Zing Forum

Reading

Controlled Study on Interpretability and Robustness of Large Language Models: How Faithfulness Training Affects Adversarial Safety

The research project from IIT Jodhpur uses a three-arm controlled experimental design to explore the impact of explanation faithfulness training on the adversarial robustness of large language models, with systematic evaluations conducted on GSM8K, AdvBench, and MT-Bench.

faithfulnessrobustnessadversarial attacksLLM safetyAI alignmentchain-of-thought可解释AIAI安全
Published 2026-04-18 13:10Recent activity 2026-04-18 13:23Estimated read 6 min
Controlled Study on Interpretability and Robustness of Large Language Models: How Faithfulness Training Affects Adversarial Safety
1

Section 01

[Introduction] Core Overview of Controlled Study on Interpretability and Robustness of Large Language Models

The master's thesis research conducted by IIT Jodhpur uses a three-arm controlled experiment to explore the impact of explanation faithfulness training on the adversarial robustness of large language models (LLMs). Systematic evaluations are performed on three benchmarks: GSM8K (mathematical reasoning), AdvBench (adversarial safety), and MT-Bench (dialogue utility). The study aims to clarify the relationship pattern between faithfulness training and robustness (synergy, decoupling, or trade-off), providing guidance for designing safer and more interpretable AI systems.

2

Section 02

Research Background: Cross-cutting Challenges Between Interpretability and Safety

As LLM capabilities improve, their "black-box" nature brings two core challenges: interpretability (whether the reasoning process is faithful to internal computations) and safety (resistance to adversarial attacks). Traditional research treats these two separately, while this study focuses on the key question: Does faithfulness training affect adversarial robustness? This research was conducted by Kancharapu Netaji from IIT Jodhpur under the guidance of Dr. Deeksha Varshney.

3

Section 03

Experimental Design and Technical Implementation

A three-arm controlled experiment is used to ensure comparability:

  • Arm A (Baseline): Cross-entropy loss only (answer)
  • Arm B (Reasoning): Cross-entropy (answer + reasoning process)
  • Arm C (Faithfulness): Cross-entropy (answer) + contrastive faithfulness loss Statistical significance is ensured through 3 random seeds × 3 experimental groups = 9 checkpoints. Methodological rigor is reflected in pre-registration (submitting evaluation scripts before training, etc.). Technically, LoRA is used for parameter-efficient fine-tuning, and the code is organized in a modular way (directories like train/eval/scripts, etc.).
4

Section 04

Multi-dimensional Evaluation Dimensions (Evidence)

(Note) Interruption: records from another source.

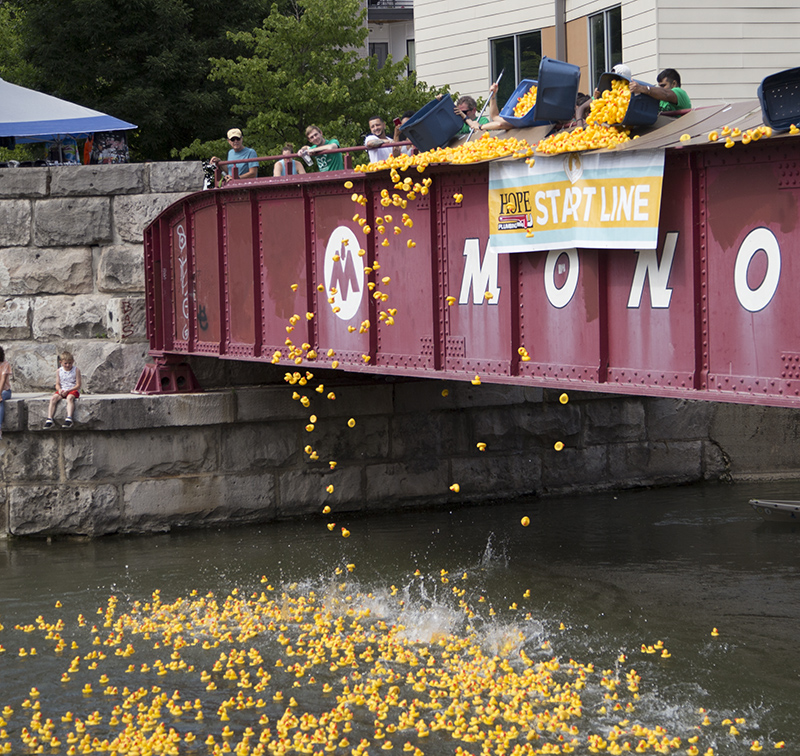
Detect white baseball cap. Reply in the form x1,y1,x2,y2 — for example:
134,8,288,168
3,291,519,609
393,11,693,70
611,63,631,81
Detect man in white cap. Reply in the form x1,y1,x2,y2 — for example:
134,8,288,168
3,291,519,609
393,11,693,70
209,129,258,183
611,63,631,81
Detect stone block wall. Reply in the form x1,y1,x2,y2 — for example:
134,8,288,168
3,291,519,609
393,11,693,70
0,162,203,393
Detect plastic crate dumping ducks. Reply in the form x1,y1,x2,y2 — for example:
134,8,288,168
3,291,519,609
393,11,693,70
536,79,631,155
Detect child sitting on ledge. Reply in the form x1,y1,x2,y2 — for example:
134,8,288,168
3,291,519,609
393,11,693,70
44,351,81,428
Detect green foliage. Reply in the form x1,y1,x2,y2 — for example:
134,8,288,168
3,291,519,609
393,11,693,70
0,0,34,87
180,0,450,165
23,0,267,159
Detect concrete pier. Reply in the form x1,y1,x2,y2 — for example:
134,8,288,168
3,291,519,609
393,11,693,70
0,378,798,536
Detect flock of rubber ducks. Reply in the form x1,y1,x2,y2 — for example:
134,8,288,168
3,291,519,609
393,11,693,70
0,563,785,756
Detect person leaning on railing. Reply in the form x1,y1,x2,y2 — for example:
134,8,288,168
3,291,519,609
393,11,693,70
209,129,258,184
631,68,692,112
272,142,306,176
297,124,344,171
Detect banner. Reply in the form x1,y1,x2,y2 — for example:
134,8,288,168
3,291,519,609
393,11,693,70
489,150,664,252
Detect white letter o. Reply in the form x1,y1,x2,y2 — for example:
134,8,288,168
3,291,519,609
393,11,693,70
733,228,781,312
544,248,580,310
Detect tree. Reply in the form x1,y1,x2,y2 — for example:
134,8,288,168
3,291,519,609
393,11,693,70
184,0,446,163
0,2,34,87
24,0,268,159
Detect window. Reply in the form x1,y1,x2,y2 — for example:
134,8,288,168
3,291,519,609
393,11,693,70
589,5,623,89
369,42,389,68
490,31,542,107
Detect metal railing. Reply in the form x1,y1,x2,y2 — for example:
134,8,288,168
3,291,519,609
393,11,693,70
214,141,412,187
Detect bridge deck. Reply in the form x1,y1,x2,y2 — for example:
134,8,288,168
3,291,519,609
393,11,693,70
145,124,800,406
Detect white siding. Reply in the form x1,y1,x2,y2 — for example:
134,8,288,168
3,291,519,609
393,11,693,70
369,21,414,68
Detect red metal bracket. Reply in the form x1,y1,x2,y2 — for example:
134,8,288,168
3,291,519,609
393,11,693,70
133,355,203,394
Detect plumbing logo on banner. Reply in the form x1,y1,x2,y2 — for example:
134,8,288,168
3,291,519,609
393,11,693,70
489,150,664,252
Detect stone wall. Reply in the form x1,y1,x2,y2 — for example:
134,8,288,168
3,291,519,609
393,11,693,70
0,375,740,535
0,162,203,393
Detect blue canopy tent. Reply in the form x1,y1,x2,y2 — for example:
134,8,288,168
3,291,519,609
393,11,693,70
0,79,136,161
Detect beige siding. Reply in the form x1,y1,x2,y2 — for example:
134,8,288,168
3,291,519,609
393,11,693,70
414,0,554,96
653,0,800,105
414,0,800,105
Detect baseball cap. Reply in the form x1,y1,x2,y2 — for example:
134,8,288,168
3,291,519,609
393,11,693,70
612,63,631,79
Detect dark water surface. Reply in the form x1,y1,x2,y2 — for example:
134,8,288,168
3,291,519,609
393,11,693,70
0,483,800,756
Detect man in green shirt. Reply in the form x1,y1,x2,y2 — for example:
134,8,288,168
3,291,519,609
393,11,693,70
631,68,692,111
297,124,344,171
455,95,489,136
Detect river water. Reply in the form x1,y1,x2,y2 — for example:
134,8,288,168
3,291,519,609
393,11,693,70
0,484,800,756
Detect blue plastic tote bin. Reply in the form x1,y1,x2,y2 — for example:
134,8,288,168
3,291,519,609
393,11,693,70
400,95,464,152
597,72,658,126
533,57,581,122
758,68,800,131
500,79,552,129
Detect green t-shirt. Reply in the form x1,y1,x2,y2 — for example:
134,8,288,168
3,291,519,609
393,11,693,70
458,116,489,136
658,87,692,110
314,139,344,171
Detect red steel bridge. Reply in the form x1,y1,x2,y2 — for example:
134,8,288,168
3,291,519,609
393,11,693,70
137,103,800,406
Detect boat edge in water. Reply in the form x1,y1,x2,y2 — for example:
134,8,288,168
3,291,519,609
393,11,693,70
749,499,800,522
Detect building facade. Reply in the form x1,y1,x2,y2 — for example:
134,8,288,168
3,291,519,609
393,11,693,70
414,0,800,106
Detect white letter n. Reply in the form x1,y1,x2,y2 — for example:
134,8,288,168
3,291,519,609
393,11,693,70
628,231,678,309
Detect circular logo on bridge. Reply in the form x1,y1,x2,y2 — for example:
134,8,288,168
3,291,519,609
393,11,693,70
325,226,365,320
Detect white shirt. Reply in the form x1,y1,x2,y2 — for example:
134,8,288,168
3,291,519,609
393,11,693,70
364,134,392,163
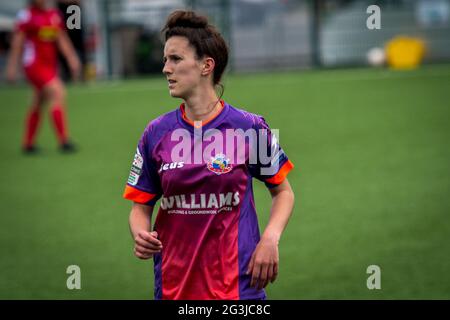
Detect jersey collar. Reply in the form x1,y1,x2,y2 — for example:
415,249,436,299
180,99,225,128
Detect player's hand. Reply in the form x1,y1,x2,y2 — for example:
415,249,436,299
247,236,279,290
134,230,162,260
68,57,81,81
6,67,17,83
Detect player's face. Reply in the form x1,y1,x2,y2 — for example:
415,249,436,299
163,36,202,99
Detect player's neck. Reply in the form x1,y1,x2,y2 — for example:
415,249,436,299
184,88,222,121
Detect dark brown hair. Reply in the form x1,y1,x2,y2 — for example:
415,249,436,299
162,10,228,89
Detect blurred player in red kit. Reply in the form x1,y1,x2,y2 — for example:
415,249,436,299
6,0,80,153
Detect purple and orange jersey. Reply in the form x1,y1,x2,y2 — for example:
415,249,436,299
124,101,293,300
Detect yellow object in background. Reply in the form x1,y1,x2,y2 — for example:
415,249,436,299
386,36,425,69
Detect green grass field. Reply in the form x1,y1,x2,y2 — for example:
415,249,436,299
0,65,450,299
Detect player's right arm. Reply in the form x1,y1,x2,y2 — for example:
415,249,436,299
6,31,25,82
129,202,162,259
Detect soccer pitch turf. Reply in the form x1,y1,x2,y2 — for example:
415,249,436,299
0,65,450,299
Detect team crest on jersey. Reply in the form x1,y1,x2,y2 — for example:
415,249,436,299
206,153,233,175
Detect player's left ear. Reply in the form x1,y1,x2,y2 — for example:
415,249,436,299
202,57,216,76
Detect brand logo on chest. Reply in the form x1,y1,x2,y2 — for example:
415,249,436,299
206,153,233,175
158,161,184,172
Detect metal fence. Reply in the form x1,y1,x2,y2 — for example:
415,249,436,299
0,0,450,77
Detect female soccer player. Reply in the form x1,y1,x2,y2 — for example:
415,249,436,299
124,11,294,300
6,0,80,153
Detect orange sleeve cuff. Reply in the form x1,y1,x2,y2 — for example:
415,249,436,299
266,160,294,184
123,185,156,204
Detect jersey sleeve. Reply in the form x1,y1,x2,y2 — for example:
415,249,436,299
123,126,162,206
248,116,294,188
15,9,31,32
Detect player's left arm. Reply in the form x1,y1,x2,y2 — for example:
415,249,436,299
247,178,294,289
57,30,81,79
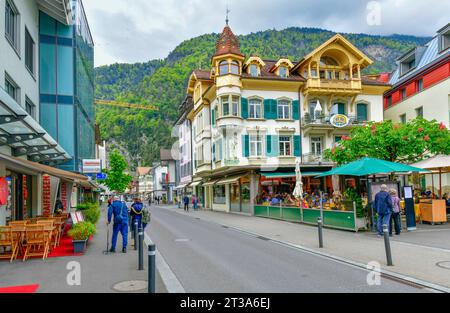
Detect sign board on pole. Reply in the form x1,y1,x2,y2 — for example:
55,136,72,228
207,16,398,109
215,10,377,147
83,160,102,174
403,186,417,231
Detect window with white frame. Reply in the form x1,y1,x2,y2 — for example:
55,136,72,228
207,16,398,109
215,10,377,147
220,96,230,116
248,98,262,118
280,135,292,156
5,0,20,51
278,99,291,120
231,96,240,116
250,134,263,157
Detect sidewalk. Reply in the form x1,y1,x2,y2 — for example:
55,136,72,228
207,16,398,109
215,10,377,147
156,206,450,290
0,208,167,293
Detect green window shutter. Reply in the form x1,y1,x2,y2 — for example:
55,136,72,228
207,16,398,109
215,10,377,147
294,135,302,158
264,99,272,120
271,99,278,120
241,98,248,119
292,100,300,121
242,135,250,158
356,103,368,122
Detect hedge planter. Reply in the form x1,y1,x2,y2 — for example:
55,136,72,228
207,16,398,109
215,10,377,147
72,239,87,254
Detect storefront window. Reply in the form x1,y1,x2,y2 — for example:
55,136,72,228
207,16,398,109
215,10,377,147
213,185,227,204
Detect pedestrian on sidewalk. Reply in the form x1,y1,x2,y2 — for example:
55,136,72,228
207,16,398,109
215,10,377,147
108,196,128,253
130,198,144,232
183,195,189,212
389,189,402,236
373,185,392,236
192,195,198,211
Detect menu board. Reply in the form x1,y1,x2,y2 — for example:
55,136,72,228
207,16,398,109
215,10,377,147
61,182,67,212
42,175,52,216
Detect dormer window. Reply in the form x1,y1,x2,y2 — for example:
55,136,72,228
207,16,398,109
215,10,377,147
250,64,259,77
219,61,229,75
439,24,450,52
278,66,288,78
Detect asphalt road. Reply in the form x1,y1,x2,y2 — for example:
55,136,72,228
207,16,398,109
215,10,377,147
148,208,426,293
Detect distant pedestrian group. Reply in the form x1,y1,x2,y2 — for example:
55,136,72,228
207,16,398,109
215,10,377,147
374,185,402,236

Each checkpoint is evaluated from three aspects:

  1. Faithfulness (GSM8K): Compare the consistency between generated reasoning and the actual computation process;
  2. Adversarial Robustness (AdvBench 200 prompts): Evaluate using fixed snapshots, and submit hash values to ensure reproducibility (original prompts need to be obtained after verification);
  3. Utility (MT-Bench 80 prompts): Evaluate the utility in dialogue scenarios; It is also planned to analyze internal representation mechanisms through residual flow and rejection direction.
5

Section 05

Research Significance and Potential Impact

  • Theoretical: If it is confirmed that faithfulness training improves robustness, it will support the "interpretability-safety synergy" hypothesis and promote the integration of the two fields;
  • Practical: Organizations deploying LLMs can simultaneously improve safety through interpretability tools;
  • Methodological: Demonstrate how master's projects can conduct high-quality AI safety research, with three-arm control and pre-registration being worth learning from.
6

Section 06

Limitations and Future Directions

Limitations:

  • Model scale: Based on medium-sized open-source models (e.g., Llama series), verification on larger commercial models is needed;
  • Task scope: Focuses on mathematical reasoning and safety rejection; other tasks (code, medical Q&A) need to be explored;
  • Faithfulness measurement: Definitions and measurement methods are still open, which may affect conclusions. Future Directions:
  • Reproduce on larger models; expand task domains; conduct in-depth analysis of internal representation mechanisms; develop joint optimization objectives.